Many of the most extraordinary entrepreneurs of all time were perfectionists. They are literally those people that with their innovative products and solutions, change our lives for the better. There are many well-known examples, where because of perfectionism, product releases have been canceled as they didn’t reach the desired level of sophistication, thus leading to more costs for the company.
Perfectionism causes entrepreneurs to look at their products and services under a microscope, ignoring the big picture and instead choosing to focus on minor details. Even when a product or service is excellent, if the standards are so high, still the chances are that you’ll always find something that could be perfected.
Running your business with trying to make everything perfect can undermine the work that your employees do and can cause serious lack of coherence within a team. The whole team morale can be negatively affected if the team is not able to satisfy and get satisfaction with their work. Unrealistic standards that were not able to be reached have caused many disruptions of good teams in the past.
Not being able to recognize the limits of being practical vs. perfect, will more than likely result in product and service releases being delayed and time and resources being wasted on components that aren’t going to yield any additional returns.
But how do we combat this inner need for perfectionism? First and foremost we should identify that most of the times, perfectionism is caused by the fear of failure. This fear will inevitably cause you to focus on the small things that even successful product or service launches won’t be enjoyable because there will always be something that needs improvement. Therefore, there are three simple but helpful steps that can assist a perfectionist in being more practical and efficient.
The first step is called “responsibility of planning”. Being a responsible planner primarily has to do with a thorough assessment of the value that every action adds to a new project and prioritizing the objectives to be accomplished. After examining the pros and cons, essential time should not be wasted on overanalyzing all aspects involved. Build well in advance a smart control process that will identify which parameters may need adjustments and then move straight to execute your strategy.
The second step is to find a balance between common sense and your creative vision. It is a new set of mentality for most perfectionists, and it takes some time to be developed. Making extensive use of your logic while at the same time trying on being creative, can help you gain a calm insight into essential details of the product or service you develop each time.

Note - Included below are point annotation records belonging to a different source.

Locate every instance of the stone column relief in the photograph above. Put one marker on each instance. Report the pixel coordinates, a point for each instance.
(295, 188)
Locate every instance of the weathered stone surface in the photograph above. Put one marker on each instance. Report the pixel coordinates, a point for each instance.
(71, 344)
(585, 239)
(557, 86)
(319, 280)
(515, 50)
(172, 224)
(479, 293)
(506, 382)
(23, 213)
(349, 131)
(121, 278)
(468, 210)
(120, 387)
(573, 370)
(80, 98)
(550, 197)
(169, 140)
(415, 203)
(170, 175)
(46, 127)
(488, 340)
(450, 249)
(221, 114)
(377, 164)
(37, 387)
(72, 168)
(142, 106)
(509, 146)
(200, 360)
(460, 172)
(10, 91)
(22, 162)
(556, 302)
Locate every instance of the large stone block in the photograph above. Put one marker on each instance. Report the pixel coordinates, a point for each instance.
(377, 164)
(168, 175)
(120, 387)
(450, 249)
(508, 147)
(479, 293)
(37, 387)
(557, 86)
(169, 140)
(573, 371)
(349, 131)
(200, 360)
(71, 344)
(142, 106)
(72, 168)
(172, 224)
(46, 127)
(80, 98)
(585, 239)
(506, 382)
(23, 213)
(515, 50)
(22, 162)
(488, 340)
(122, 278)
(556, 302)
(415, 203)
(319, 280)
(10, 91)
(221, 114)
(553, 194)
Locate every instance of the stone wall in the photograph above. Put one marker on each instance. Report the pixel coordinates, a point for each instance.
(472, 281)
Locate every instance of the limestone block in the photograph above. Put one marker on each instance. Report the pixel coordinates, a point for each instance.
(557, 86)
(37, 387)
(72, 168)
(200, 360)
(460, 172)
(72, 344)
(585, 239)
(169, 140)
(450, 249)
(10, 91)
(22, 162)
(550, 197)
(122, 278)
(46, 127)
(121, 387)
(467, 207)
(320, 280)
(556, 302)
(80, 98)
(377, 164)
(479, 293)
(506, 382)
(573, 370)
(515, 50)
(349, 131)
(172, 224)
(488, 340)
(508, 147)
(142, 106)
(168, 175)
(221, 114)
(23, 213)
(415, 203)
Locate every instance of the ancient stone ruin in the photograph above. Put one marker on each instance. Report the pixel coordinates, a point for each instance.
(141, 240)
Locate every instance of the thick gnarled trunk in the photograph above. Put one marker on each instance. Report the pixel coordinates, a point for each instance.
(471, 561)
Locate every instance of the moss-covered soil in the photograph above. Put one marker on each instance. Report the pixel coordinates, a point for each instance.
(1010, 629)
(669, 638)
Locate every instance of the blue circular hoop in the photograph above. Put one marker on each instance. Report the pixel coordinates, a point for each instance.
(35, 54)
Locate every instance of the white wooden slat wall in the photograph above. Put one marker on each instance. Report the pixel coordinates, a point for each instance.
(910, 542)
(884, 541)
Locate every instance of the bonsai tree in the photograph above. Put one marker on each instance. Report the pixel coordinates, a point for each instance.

The third step is called “quick adaptability”. Knowing when and how to adapt is an art. Seeing opportunity where others see failure will help you shape an efficient and effective entrepreneurial environment and make the best use of all of your resources. In some cases, adaptability could be thought as a good alternative to perfectionism. An adaptable person or organization will use the need to feel in control of uncertainty by eliminating all unnecessary processes and optimize those that lead to the desired outcome. This is not the case with the mentality of perfectionism, which to deal with uncertainty it may lose valuable time particularly due to procrastination.
Being a total perfectionist does not add value either to life or in business. Nothing in life will ever be perfect. By all means, strive for the best and always try to be the best version of yourself, but moderately compromising and taking knowledgeable risks is the best course of action for any entrepreneur.